Aquarela do Brasil numa hora dessas? Entre ufanismos esportivos e precipícios políticos, essa música tem voltado com insistência à memória, como algo que não se consegue tirar do ouvido mesmo nas situações mais impróprias. Essa canção de Ary Barroso, com seus quase 80 anos, vem de um tempo de outra gangorra de emoções, entre o endurecimento do regime e o teatro de revista, em 1939. É música de exageros e o seu refrão insistente de "Brasil! Brasil!" nos simboliza para o ouvinte estrangeiro – essa canção é, em resumo, o "Brazil".
Nas últimas semanas, Aquarela do Brasil tem sido cantada quase que como nunca. Dias atrás, Placido Domingo esteve no Brasil para cantar no meio do Rio Negro, uma ocasião bem pouco vista e ainda menos ouvida. Melhor assim, para poupar a vergonha alheia. E lá estava a Aquarela, cantada a plenos pulmões como acontece nessas ocasiões. Talvez no cenário mais apropriado, no meio daquela exuberância de verde, sob uma imaginária merencória luz da lua.
A Aquarela não é, nem de longe, a melhor canção de Ary Barroso, mas é a mais grandiloquente na junção de letra e música.

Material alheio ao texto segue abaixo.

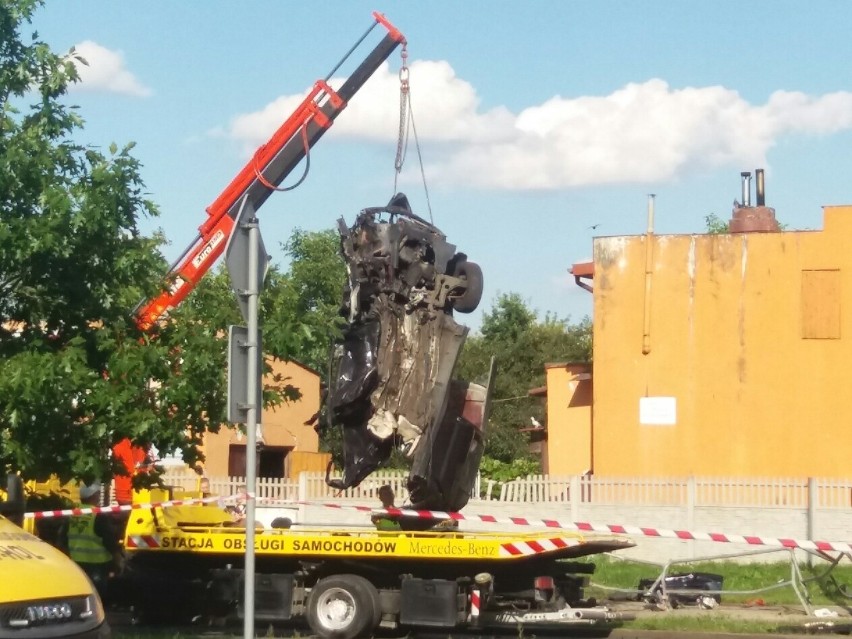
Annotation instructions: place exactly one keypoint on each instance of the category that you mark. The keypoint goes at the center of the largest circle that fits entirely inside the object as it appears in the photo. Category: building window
(270, 461)
(821, 304)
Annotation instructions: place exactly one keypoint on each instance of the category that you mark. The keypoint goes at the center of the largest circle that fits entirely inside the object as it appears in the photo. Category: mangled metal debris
(392, 380)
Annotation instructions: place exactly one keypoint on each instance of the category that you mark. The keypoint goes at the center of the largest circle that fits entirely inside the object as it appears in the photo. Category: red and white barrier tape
(95, 510)
(751, 540)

Se tornou inesquecível pelas imagens improváveis ("Oh, esse coqueiro que dá coco"), os personagens inusitados (o mulato inzoneiro, a morena sestrosa), o nacionalismo que não faz feio num 7 de setembro ("Brasil, terra boa e gostosa" ou "Esse Brasil lindo e trigueiro" ou mesmo “Terra de samba e pandeiro” – um primor de reducionismo).
Imagino que existam duas maneiras de encarar a Aquarela: ou enfrentar o seu ufanismo pelo valor de face ou tratar a coisa com reverência respeitosa e distante. Foi essa a via de Tom Jobim em 1970, naquela que é a melhor reinvenção da Aquarela. Sim, a sonoridade jobiniana é datada e mostra os seus 46 anos.Sim, a letra está aos pedaços. Mas Tom toma o tempo que lhe parece necessário – o arranjo dura para sempre e ficamos a ouvir a música querendo ainda mais. Há algum elogio melhor para uma canção que sempre parece difícil de resgatar da prisão da breguice?